Adaptação do Teatro-Club de Esposende a
Museu Municipal*
...'Esposende, antiga vila de pescadores e
marinheiros, assumiu também, a partir de meados do séc. XIX, a
vocação de estância balnear, num processo urbano paralelo e
contemporâneo ao de muitos outros aglomerados costeiros
portugueses. Desde então, a fixação temporária de veraneantes,
oriundos sobretudo do interior setentrional do país, modificou e
ampliou, face a novas necessidades e exigências, a expresssão do
velho aglomerado, num interessante processo urbano que Augustina
Bessa Luis magistralmente sintetiza, quando refere que período da
história'...Esposende tinha duas almas: a do sul, que era
piscatória e a do norte, que era banhista...'
Esta transformação da vila, que atinge o seu
auge já no dobrar do séc. XX, será protagonizada quer pela execução
de inúmeras residências de veraneio, quer pela edificação de alguns
equipamentos de siginficativa importância urbana: trata-se de
construções do maior interesse para a caracterização daquele
siginificativo período da história urbana de Esposende, cuja
preservação urge e, por isso se encontra prevista no planeamento
urbanístico que hoje disciplina a transformação do aglomerado.

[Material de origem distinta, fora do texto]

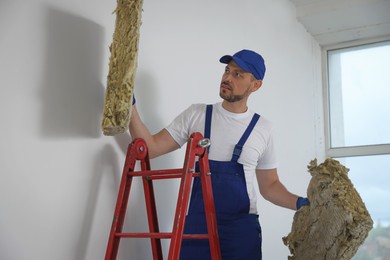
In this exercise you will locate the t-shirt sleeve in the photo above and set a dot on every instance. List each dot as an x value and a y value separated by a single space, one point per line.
268 159
183 125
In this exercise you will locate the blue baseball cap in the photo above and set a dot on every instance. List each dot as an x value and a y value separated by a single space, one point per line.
249 61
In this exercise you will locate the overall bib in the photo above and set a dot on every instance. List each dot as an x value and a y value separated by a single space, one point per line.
239 232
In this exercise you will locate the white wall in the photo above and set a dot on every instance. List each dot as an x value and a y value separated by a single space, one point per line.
59 175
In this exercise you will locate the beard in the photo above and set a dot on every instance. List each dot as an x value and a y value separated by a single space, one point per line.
230 97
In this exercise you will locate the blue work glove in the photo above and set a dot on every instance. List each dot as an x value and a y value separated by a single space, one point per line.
302 202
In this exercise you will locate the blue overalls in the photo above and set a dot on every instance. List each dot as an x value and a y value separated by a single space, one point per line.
239 232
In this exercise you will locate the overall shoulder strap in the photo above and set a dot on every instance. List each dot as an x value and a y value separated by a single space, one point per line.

Exemplos qualitativamente flagrantes dessa transformação urbana,
são, sem dúvida, o Chalet Nélia, o Hospital Valentim Ribeiro e,
justamente, o Teatro-Club de Esposende, todos aliás projectados
pelo mesmo arquitecto, Miguel Ventura Terra (1866-1919), nascido em
Seixas do Minho e formado na então Academia Portuense de
Belas-Artes.
Projectado e construído entre 1908, data da
escolha do local para a edificação, e 1911, ano da sua inauguração,
no período aureo da carreira do arquitecto, o Teatro-Club de
Esposende, então considerado pela imprensa local como ... obra
elegantíssima e artística... destinava-se à realização de récitas e
espectáculos teatrais, e posteriormente cinematográficos, servindo
simultaneamente de sede à Assembleia Esposendense, velha agremiação
sócio-cultural cujos estatutos datavam de 1879. O impacto social da
iniciativa e o programa de uso da nova construção, estiveram
certamente na base da escolha da sua localização, num das praças
mais representativas da Vila, onde se situavam já os dois edifícios
do maior significado urbano, a Câmara Municipal e a Igreja da
Misericórdia.
Extremamente condicionado pela forma e dimensão
da parcela onde teria de inserir-se, dificuldade que o projecto
sabiamente resolve através da sua volumetria e organização interna,
ao Teatro-Club se poderá aplicar também, o comentário de Ramalho
Ortigão a propósito de outros edifícios de Ventura Terra: ... A
nobreza do seu aspecto não se impõe por hiperbólicos artfícios
exteriores, antes se deduz, honradamente, da cultura e da dignidade
interior...
Lentamente perdido para os usos que lhe deram
razão de ser, o convívio social praticado no belo salão de festas
do rés-do-chão e a actividade lúdico-cultural levada a efeito na
curiosa sala de teatro situada nos níveis superiores, foi o
edifício ocupado nos últimos anos, e infelizmente, por uma
indústria de confecções. Pese embora a louvável preocupação dos
seus proprietários na preservação da construção, o tipo de
utilização a que o Teatro-Club esteve submetido encaminhou-o,
inexoravelmente, para a mais completa das degradações'.
*Bernardo Ferrão, in Roteiro, Ed. Museu
Municipal, Câmara Municipal de Esposende, 1993.